Писательская рота - стр. 15
Почти всю войну кормёжка была изрядно скудной. Люди с хорошим интеллигентским стажем мечтали о мире, как о ярко освещённом ресторане с пивом, с горячим мясным. Москвичи конкретизировали: “Савой”, “Прага”, “Метрополь”.
Офицерский дополнительный паёк вызывал реальную зависть у солдат[5].
В окопах шла оживлённая меновая торговлишка! Табак на сухари, порция водки на две порции сахара. Прокуратура тщетно боролась с меной.
Первой военной весной, когда подвоз стал маловероятен, стали есть конину. Убивали здоровых лошадей (нелегально); до сих пор помню сладкий потный запах супа с кониной. Офицеры резали конину на тонкие ломти, поджаривали на железных листах до тех пор, пока она не становилась твёрдой, хрусткой, съедобной».
«В Констанце мы впервые встретились с борделями.
Командир трофейной роты Говоров закупил один из таких домов на сутки. Тогда ещё рубль был очень дорог, существовал “стихийно найденный” паритет: “один рубль равняется сто лей” – вполне символизировавший финансовую политику нашего солдата. Характерно, что курс завышался также и в Болгарии, а в Югославии он, наоборот, был занижен до того, что на один рубль там брали 9,6 недичевских динаров, и солдаты переплачивали “из уважения”.

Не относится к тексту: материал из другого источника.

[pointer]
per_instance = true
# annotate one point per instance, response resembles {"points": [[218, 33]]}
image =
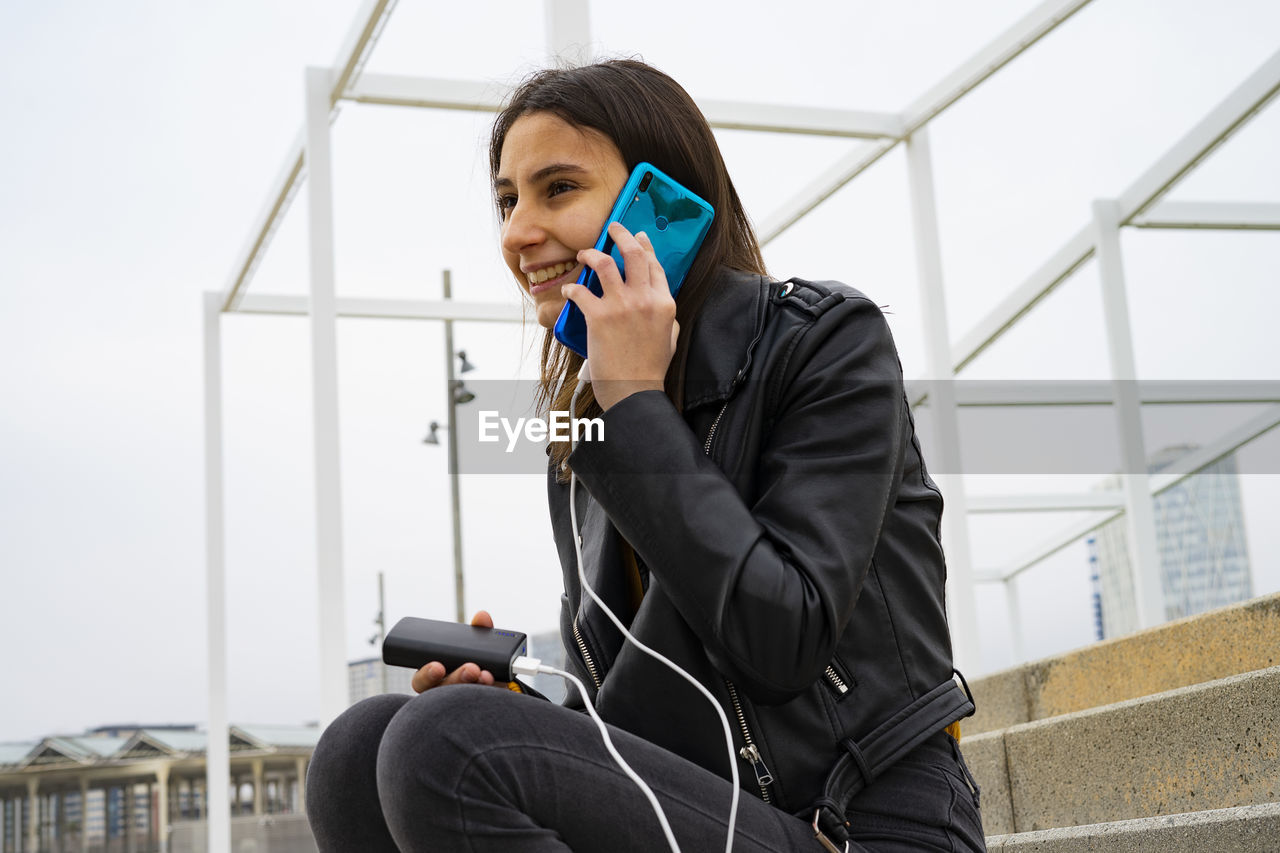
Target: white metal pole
{"points": [[961, 597], [218, 751], [1139, 515], [1015, 619], [568, 30], [324, 382], [455, 482]]}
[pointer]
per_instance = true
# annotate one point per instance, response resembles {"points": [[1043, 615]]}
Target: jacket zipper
{"points": [[586, 657], [711, 434], [750, 752], [835, 680]]}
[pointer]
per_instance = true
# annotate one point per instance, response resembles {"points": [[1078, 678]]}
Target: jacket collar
{"points": [[725, 333]]}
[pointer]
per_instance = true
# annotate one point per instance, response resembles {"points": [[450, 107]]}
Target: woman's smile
{"points": [[554, 188]]}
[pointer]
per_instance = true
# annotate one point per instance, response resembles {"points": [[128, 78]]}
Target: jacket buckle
{"points": [[822, 838]]}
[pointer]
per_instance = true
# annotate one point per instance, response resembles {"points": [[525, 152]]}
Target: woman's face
{"points": [[554, 188]]}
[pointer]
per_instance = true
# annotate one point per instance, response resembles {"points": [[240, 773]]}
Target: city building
{"points": [[370, 676], [142, 788], [1200, 533]]}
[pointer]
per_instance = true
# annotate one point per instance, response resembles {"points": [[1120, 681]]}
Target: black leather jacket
{"points": [[787, 534]]}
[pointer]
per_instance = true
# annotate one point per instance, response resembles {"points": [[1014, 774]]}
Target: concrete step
{"points": [[1200, 648], [1198, 748], [1248, 829]]}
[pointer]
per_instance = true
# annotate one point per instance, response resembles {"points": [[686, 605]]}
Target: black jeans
{"points": [[484, 769]]}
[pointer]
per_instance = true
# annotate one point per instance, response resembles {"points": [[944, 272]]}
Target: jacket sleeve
{"points": [[769, 585]]}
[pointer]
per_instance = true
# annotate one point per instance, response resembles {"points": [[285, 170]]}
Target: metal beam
{"points": [[351, 58], [388, 309], [1247, 99], [332, 623], [218, 749], [997, 393], [812, 121], [822, 187], [1024, 297], [1194, 463], [963, 606], [430, 92], [1063, 502], [278, 200], [997, 54], [1210, 132], [1216, 215], [475, 95]]}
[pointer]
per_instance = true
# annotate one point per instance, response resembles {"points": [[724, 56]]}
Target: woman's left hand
{"points": [[631, 329]]}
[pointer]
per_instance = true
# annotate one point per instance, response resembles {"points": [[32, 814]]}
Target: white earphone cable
{"points": [[584, 378]]}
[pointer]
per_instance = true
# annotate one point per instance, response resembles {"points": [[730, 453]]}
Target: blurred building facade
{"points": [[370, 676], [1200, 533], [133, 789]]}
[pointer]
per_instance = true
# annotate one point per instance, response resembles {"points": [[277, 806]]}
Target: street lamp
{"points": [[458, 395]]}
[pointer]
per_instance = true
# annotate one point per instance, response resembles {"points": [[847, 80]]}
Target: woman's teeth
{"points": [[548, 273]]}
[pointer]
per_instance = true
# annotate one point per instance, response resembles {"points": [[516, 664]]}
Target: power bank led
{"points": [[416, 642]]}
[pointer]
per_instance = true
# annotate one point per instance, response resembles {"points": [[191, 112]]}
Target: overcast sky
{"points": [[140, 140]]}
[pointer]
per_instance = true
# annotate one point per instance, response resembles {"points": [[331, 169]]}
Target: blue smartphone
{"points": [[672, 217]]}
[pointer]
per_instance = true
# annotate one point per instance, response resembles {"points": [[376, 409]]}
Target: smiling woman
{"points": [[754, 507], [556, 185]]}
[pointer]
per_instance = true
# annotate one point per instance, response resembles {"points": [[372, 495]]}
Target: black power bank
{"points": [[416, 642]]}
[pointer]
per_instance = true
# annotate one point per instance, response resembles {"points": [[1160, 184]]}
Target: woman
{"points": [[758, 511]]}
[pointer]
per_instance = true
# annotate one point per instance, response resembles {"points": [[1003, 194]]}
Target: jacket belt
{"points": [[868, 757]]}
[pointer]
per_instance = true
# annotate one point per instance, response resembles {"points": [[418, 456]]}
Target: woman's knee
{"points": [[435, 735], [348, 747]]}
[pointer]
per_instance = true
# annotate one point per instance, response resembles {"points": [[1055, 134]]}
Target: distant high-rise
{"points": [[370, 676], [1200, 533]]}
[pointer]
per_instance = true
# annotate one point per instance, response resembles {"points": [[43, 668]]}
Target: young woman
{"points": [[758, 511]]}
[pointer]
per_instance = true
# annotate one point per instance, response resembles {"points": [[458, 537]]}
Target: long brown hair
{"points": [[650, 118]]}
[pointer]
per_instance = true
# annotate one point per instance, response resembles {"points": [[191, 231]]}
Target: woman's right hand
{"points": [[433, 675]]}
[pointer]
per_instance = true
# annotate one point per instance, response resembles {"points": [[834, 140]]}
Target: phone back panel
{"points": [[672, 217]]}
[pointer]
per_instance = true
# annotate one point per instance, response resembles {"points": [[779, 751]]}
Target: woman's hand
{"points": [[631, 329], [433, 674]]}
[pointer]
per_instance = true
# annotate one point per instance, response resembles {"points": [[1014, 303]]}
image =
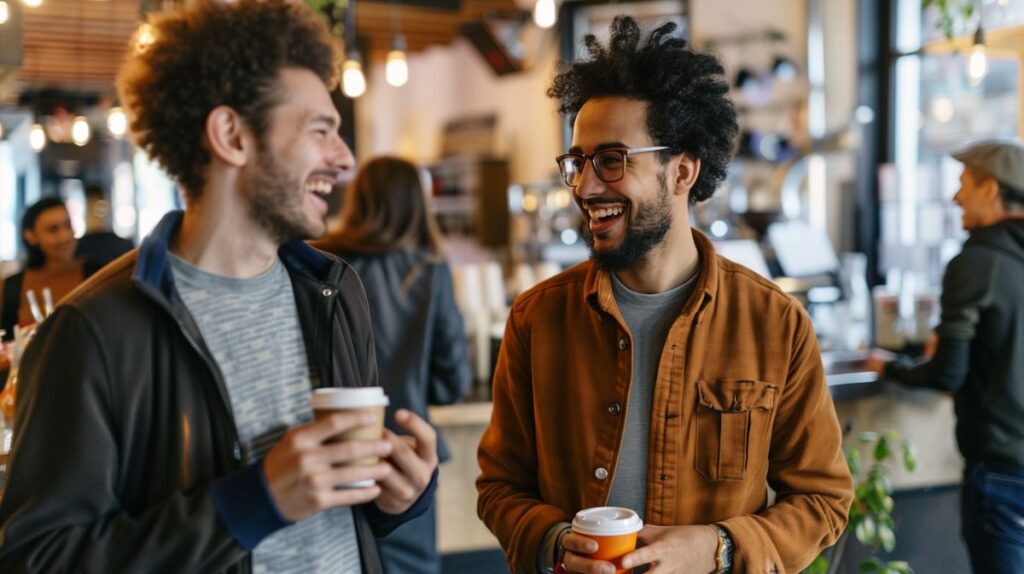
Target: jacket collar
{"points": [[153, 267], [599, 294]]}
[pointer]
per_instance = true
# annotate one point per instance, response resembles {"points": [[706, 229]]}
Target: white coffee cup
{"points": [[348, 399]]}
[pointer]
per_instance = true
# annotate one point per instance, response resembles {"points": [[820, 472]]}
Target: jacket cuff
{"points": [[244, 502], [384, 523]]}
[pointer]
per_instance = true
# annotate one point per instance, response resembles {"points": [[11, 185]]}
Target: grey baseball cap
{"points": [[1001, 159]]}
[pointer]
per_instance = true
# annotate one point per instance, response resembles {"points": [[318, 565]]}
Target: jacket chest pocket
{"points": [[732, 418]]}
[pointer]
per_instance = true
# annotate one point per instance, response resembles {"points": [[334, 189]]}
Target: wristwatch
{"points": [[723, 558]]}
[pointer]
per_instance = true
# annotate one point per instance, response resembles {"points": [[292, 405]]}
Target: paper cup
{"points": [[613, 529], [361, 399]]}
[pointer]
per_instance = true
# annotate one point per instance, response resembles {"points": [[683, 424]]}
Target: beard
{"points": [[275, 202], [653, 219]]}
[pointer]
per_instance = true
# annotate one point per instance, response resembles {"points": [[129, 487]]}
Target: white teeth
{"points": [[318, 186], [605, 212]]}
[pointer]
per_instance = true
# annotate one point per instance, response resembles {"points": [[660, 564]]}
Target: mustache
{"points": [[587, 204]]}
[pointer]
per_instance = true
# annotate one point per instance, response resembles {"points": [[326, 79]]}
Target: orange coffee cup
{"points": [[613, 529]]}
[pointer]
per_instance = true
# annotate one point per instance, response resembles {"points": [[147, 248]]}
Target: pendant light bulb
{"points": [[977, 63], [396, 69], [353, 83], [37, 137], [80, 132], [117, 123], [545, 13]]}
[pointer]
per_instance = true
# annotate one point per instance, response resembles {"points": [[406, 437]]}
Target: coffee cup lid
{"points": [[606, 521], [348, 397]]}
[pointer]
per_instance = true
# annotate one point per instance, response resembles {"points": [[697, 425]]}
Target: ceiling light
{"points": [[80, 132], [117, 123], [545, 14], [977, 63], [396, 70], [37, 137], [353, 84], [144, 37]]}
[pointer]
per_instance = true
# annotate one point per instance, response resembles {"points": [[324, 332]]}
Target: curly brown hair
{"points": [[210, 53], [688, 108]]}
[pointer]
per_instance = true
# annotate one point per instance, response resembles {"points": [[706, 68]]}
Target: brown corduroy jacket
{"points": [[739, 404]]}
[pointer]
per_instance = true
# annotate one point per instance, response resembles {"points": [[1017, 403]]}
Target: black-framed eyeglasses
{"points": [[609, 165]]}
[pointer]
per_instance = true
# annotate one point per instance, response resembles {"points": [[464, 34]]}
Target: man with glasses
{"points": [[658, 377]]}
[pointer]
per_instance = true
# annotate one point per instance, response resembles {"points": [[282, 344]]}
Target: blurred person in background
{"points": [[977, 353], [388, 234], [51, 264], [99, 241]]}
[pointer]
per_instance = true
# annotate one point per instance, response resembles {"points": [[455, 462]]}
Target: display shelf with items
{"points": [[470, 200]]}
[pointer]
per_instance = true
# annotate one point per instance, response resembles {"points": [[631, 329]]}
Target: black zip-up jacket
{"points": [[980, 355], [126, 457]]}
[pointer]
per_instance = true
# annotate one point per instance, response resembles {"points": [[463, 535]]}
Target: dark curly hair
{"points": [[685, 91], [210, 53]]}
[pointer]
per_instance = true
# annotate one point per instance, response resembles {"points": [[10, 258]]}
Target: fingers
{"points": [[576, 563], [579, 543], [639, 557], [426, 437]]}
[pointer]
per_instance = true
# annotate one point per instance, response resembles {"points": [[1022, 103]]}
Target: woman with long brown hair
{"points": [[388, 234]]}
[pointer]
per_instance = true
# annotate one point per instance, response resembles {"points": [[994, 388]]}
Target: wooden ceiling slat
{"points": [[80, 44]]}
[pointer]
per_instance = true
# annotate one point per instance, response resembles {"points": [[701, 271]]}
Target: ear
{"points": [[686, 168], [227, 136]]}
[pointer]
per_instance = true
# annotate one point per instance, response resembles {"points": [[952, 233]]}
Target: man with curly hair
{"points": [[658, 377], [164, 422]]}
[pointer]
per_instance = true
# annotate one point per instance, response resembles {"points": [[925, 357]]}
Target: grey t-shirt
{"points": [[649, 317], [252, 327]]}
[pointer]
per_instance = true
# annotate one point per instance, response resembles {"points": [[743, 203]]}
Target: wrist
{"points": [[723, 554]]}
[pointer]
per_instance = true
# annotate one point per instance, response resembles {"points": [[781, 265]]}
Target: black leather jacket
{"points": [[126, 457]]}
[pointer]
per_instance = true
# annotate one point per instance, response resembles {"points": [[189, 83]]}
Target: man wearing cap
{"points": [[980, 353]]}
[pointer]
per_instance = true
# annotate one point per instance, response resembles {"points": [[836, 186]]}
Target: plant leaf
{"points": [[887, 537]]}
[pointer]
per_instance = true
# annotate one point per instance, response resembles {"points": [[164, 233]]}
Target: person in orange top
{"points": [[50, 241], [658, 377]]}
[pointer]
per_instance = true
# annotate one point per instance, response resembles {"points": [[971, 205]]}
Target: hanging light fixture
{"points": [[117, 123], [80, 131], [37, 137], [396, 70], [545, 14], [977, 63], [353, 83]]}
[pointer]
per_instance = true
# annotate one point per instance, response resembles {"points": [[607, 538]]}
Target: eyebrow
{"points": [[331, 121], [600, 146]]}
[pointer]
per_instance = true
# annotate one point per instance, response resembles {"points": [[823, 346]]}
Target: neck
{"points": [[52, 265], [218, 236], [668, 265]]}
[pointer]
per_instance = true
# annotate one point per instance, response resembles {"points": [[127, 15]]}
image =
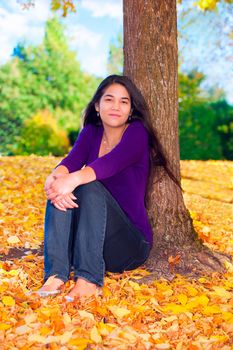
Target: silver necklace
{"points": [[107, 147]]}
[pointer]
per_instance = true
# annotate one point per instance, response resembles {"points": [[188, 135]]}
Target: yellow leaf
{"points": [[22, 329], [219, 338], [13, 240], [174, 308], [119, 311], [8, 301], [105, 328], [85, 314], [229, 266], [95, 336], [13, 272], [192, 291], [79, 343], [134, 285], [4, 326], [214, 309], [183, 299], [203, 300], [228, 317], [223, 293], [3, 288]]}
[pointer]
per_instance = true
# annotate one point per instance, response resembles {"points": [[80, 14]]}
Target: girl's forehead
{"points": [[116, 89]]}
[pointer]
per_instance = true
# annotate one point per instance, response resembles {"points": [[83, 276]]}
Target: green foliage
{"points": [[44, 77], [198, 136], [205, 127], [40, 135], [224, 126]]}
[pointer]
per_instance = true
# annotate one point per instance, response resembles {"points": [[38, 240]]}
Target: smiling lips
{"points": [[114, 115]]}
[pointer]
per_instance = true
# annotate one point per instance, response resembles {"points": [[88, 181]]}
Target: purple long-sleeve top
{"points": [[123, 171]]}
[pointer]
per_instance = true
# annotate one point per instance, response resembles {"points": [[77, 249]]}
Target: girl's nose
{"points": [[115, 105]]}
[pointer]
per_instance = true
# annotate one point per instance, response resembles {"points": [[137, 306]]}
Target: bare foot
{"points": [[82, 288], [51, 284]]}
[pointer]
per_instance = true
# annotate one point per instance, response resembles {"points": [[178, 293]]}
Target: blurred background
{"points": [[50, 67]]}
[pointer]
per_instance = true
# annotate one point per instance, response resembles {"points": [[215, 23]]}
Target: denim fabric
{"points": [[94, 238]]}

Закупив бордель, Говоров поставил хозяина на дверях – отгонять посетителей, а сам устроил смотр нагим проституткам. Их было, кажется, двадцать четыре. “За свои деньги” он заставил их маршировать, делать гимнастические упражнения и т. д. Насытившись, Говоров привёл в дом свою роту и предоставил женщин сотне пожилых, семейных, измучившихся без бабы, солдат.
Первые восторги наших перед фактом существования свободной любви быстро проходят. Сказывается не только страх перед заражением и дороговизна, но и презрение к самой возможности купить человека».
«Осенью 1944 года 75-й стрелковый корпус, покоряя Западную Румынию, освободил огромные шеститысячные лагеря наших военнопленных. Этих-то пленных и прочили в партизаны.
Корпус не пополнялся с августовских боёв, и новобранцев немедленно распределили по полкам – огромными партиями по шестьсот-семьсот человек. Так и шли они разноцветными ордами, замыкавшими тусклые полковые колонны, – защитники Одессы и Севастополя, кадровые бойцы 1941 года, слишком выносливые, чтобы поддаться режиму румынских лагерей, слишком голодные, чтобы не ненавидеть этот режим всей обидой души.
Шли тельняшки, слинявшие до полного слияния белых и синих полос, шли немецкие шинели, шли румынские мундиры, выменянные у охраны. Шли. И румынские деревни отшатывались перед их потоком, разбегались в стороны от шоссе.
Это были отличные солдаты, сберёгшие довоенное уважение к сержантам и почтение к офицерам. Большинство из них крепко усвоило военное словечко: “Мы себя оправдаем”, – сопряжённое с осознанием своей вины (или согласием: мой поступок можно рассматривать как вину) и неслезливым раскаянием».
«Седьмого сентября две армии приготовились к прыжку через болгарскую границу. 7-му отделению было приказано отпечатать двадцать тысяч листовок. Болгарских шрифтов не было. Печатали по-русски, догадываясь, что болгары поймут. Однако листовки оказались напрасными. Навстречу нашим танкам выходили целые деревни – с хлебом, с солью, виноградом, попами. После румынской латыни танкисты быстро разобрались в малёванных кириллицей дорожных указателях. Пёрли на Варну, Бургас, на Шумен. Утром 8 сентября шуменский гарнизон арестовал сотню немцев, застрявших в городе. Вечером того же дня шуменский гарнизон был сам арестован подоспевшими танкистами. 9-го, когда я приехал в город, в немецком штабе ещё оставались посылки – кексы, сушёная колбаса, мятные лепёшки. Ночью мы долго стучались в запертые ворота. Помучившись более часа, я перелез через забор и вскоре пил чай с пирожками в гостеприимной, хотя и осторожной семье. Меня спрашивали: “Как же вы вошли? Ведь ворота остались запертыми!” Я отвечал: “Что такое ворота для гвардейского офицера!” Какой-то гимназист с дрожью в голосе говорил мне: “Так нехорошо! Вы – не братушки!”